» 11/22/2004 ASIA - PACIFIC APEC: open face-off between China and the US Differences appear over exchange policy, Latin America, North Korea and Taiwan.
Santiago (AsiaNews/Agencies) China's attempt to exert greater international clout has led to confrontation with the US at the Asia-Pacific Economic Cooperation (APEC) meeting that ended yesterday in Santiago (Chile).
Whilst leaders from Pacific-Rim countries discussed trade issues in the two-day summit, Chinese President Hu Jintao and US President George W. Bush also held bilateral talks over several issues. The exchange rate was one of them.
Beijing has been calling on the US to take steps to stabilise the US dollar. Unless this done, China will not reform its own foreign exchange system. The current situation is favourable to China whose exports are undervalued whilst imports are too expensive. This is substantially due to the fact that yuan is not yet convertible. Pegged at 8.3 against the green back for a decade, the value of yuan is so low that it unfairly favours Chinese exports.
China's trade relations with Latin America are another bone of contention. A declining dollar means a declining US influence in areas like Latin America. China intends to profit and become Latin America's main trading partner. In Santiago, Hu Jintao has unveiled plans to invest US$ 30 billion in the region and signed 11 bilateral accords with Brazil. China is already the largest importer of Chilean copper and iron as well as Brazilian bauxite and zinc. Bush did say that the growth in China's trade with Latin America was "good for global prosperity".

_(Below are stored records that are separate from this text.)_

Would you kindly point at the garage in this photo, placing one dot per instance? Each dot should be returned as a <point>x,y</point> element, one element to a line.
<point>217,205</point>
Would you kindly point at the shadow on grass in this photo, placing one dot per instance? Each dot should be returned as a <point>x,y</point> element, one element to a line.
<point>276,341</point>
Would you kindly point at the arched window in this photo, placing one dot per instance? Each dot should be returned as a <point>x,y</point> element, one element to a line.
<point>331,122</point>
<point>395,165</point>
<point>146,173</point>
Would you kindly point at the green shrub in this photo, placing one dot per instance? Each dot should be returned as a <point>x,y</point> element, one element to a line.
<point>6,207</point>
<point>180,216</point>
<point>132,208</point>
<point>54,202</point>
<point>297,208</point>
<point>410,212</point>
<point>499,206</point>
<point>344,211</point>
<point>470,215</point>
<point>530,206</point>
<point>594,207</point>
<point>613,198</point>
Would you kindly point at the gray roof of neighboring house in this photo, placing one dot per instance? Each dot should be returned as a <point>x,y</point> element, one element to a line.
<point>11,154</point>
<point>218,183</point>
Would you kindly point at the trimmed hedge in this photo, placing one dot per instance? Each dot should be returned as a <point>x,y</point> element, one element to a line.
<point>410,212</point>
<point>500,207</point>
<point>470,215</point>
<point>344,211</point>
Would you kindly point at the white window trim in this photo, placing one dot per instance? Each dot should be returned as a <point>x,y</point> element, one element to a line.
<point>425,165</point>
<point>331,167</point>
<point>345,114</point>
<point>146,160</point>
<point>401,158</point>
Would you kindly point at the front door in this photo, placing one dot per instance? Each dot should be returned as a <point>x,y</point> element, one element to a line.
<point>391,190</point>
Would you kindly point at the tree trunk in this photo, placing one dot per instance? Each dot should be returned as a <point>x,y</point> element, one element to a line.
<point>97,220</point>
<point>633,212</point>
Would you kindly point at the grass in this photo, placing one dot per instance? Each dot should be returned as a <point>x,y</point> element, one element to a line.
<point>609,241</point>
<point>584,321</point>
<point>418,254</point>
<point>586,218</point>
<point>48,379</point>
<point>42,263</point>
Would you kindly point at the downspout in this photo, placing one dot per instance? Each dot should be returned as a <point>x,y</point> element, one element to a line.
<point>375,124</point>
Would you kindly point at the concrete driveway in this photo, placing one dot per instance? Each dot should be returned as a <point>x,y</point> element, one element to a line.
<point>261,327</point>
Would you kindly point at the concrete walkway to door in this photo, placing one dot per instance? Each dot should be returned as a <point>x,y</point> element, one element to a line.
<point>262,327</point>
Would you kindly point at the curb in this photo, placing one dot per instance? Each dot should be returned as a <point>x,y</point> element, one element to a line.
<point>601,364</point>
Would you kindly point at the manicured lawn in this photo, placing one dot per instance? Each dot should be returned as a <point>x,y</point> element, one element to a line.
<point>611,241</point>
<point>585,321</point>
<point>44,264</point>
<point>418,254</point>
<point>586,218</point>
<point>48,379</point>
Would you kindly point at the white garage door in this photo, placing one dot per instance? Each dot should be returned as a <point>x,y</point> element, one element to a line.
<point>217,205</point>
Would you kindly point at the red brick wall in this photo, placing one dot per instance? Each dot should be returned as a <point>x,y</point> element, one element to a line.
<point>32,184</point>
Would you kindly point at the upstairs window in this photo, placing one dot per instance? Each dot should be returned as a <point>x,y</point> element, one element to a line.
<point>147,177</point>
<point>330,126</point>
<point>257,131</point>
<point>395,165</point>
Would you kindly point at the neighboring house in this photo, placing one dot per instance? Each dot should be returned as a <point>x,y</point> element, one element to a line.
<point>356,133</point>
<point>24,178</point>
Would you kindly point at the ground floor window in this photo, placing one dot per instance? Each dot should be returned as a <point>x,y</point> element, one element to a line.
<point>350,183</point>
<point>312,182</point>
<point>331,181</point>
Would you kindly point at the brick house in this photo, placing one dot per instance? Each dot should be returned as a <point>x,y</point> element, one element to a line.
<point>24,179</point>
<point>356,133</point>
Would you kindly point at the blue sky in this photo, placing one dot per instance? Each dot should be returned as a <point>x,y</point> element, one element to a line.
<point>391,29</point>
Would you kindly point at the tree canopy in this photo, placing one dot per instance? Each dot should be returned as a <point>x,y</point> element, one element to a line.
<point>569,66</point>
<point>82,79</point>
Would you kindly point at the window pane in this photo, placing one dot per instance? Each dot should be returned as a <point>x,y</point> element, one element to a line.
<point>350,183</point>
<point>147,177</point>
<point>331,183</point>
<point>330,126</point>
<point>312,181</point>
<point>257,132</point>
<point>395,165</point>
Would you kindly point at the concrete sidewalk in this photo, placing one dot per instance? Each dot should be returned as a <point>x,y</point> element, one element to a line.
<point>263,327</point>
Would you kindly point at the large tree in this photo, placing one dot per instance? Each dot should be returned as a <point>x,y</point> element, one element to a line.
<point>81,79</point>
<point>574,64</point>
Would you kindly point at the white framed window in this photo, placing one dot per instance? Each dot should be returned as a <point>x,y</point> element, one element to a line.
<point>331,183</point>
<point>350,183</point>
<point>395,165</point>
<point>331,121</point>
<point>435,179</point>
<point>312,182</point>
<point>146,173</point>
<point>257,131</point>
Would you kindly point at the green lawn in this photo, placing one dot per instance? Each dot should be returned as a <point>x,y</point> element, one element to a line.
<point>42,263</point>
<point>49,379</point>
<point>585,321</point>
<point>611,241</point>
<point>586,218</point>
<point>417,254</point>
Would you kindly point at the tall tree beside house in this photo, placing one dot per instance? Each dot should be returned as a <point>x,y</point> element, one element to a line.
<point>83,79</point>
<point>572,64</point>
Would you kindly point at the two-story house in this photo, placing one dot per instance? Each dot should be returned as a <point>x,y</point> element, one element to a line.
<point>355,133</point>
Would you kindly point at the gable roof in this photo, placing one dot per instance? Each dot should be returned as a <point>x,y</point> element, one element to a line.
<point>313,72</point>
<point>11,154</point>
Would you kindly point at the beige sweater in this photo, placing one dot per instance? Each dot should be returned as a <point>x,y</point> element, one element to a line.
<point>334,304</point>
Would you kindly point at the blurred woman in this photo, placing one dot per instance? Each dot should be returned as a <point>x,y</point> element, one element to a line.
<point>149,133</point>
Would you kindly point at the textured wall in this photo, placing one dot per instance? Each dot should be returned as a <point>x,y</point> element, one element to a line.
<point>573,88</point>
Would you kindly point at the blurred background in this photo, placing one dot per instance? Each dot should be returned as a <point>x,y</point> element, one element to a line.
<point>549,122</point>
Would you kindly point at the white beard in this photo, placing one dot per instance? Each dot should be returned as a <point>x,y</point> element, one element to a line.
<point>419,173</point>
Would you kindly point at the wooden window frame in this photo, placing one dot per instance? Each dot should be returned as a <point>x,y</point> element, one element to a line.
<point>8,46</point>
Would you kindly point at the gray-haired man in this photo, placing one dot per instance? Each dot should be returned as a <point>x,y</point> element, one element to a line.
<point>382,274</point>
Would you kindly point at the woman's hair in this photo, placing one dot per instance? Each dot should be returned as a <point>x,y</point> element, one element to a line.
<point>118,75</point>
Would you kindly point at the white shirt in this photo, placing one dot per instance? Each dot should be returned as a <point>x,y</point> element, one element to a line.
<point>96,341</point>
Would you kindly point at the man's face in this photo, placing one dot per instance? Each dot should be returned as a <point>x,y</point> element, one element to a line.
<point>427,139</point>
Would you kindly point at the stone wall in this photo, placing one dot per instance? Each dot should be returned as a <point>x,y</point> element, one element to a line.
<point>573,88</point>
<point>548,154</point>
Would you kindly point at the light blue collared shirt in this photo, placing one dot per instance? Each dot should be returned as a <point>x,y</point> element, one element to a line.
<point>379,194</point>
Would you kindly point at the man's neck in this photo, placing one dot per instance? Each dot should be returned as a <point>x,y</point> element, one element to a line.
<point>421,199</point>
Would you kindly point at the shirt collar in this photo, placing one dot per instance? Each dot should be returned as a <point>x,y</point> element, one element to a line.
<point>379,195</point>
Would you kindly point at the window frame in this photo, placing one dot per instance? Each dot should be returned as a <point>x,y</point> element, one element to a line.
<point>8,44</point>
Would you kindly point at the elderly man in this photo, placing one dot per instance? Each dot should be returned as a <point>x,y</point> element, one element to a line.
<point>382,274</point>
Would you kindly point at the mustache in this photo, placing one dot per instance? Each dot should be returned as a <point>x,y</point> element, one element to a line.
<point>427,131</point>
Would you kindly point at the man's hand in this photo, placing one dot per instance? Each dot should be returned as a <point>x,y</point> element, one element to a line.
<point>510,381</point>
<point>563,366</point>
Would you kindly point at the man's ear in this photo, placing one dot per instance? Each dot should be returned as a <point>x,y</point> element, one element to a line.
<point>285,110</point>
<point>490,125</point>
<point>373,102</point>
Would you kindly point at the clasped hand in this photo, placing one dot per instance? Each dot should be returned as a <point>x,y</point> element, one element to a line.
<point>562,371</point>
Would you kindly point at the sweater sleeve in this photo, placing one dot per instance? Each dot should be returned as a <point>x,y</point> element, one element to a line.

International security was another stumbling block. China called the United States an obstacle to a peaceful resolution of the North Korean nuclear issue. In bilateral meetings with South Korean President Roh Moo-Hyun and Mr Bush on Saturday, Mr Hu urged patience and flexibility on the North Korean issue and pledged to get a new round of six-party talks off at an early date. "The extreme mutual mistrust between North Korea and the United States is the biggest barrier to the peaceful resolution of the issue," China's Foreign Ministry spokesman Kong Quan said.
US-Sino relations are also clouded by the Taiwan issue. Hu Jintao called on the US to help crack down on separatist and independence forces on the island. "Taiwan independence forces [. . .] will seriously compromise peace, stability and prosperity in the Asian Pacific region," Mr Hu said. Up to now, Beijing had considered the Taiwan issue an internal affair and refused any outside interference.